Previous studies show that the current model of disease is that when Mtb bacteria are inhaled, they reach the end of the lung, the alveolus, and are ingested by a macrophage, a type of white blood cell that swallows and kills invading bacteria. The current study shows that once Mtb bacteria are inhaled, they also can enter the body directly through M-cells, specialized epithelial cells that transport particles from the airway or mucosal surface to the compartment below the cell, and then travel to the lymph nodes and beyond.
The current study shows that microfold cell (M-cell) translocation is a new and previously unknown mechanism by which Mtb enters the body. Results show that airway M-cells actively translocate Mtb to initiate infection. Data findings show that depletion of M-cells prevents Mtb dissemination from the mucosa and delays mortality in mice.
Results show that Mtb invades via M-cells to initiate infection and intranasal Mtb infection in mice lacking M-cells resulted in reduced invasion and dissemination of potential infection to draining lymph nodes.
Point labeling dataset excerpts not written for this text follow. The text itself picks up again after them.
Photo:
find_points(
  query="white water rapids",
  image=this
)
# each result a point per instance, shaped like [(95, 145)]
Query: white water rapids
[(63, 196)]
Data findings show that M-cell depleted mice infected via aerosol also had delayed dissemination to lymph nodes and reduced mortality; translocation of Mtb across two M-cell models was rapid and transcellular. The group conclude that M-cell translocation is a vital entry mechanism that contributes to the pathogenesis of Mtb.
The team surmise that their findings suggest disease onset outside of alveolar macrophages is not only possible, it is also important for the pathogenesis of tuberculosis infection. For the future, the researchers state that potential clinical applications of their data would involve developing methods or drugs that prevent Mtb from entering M-cells. The lab are currently investigating the human cell-surface receptors for Mtb that are involved in the bacteria’s M-cell translocation, as well as to determine the exact machinery used by the cell to move the bacteria from the surface to the bottom of the cell.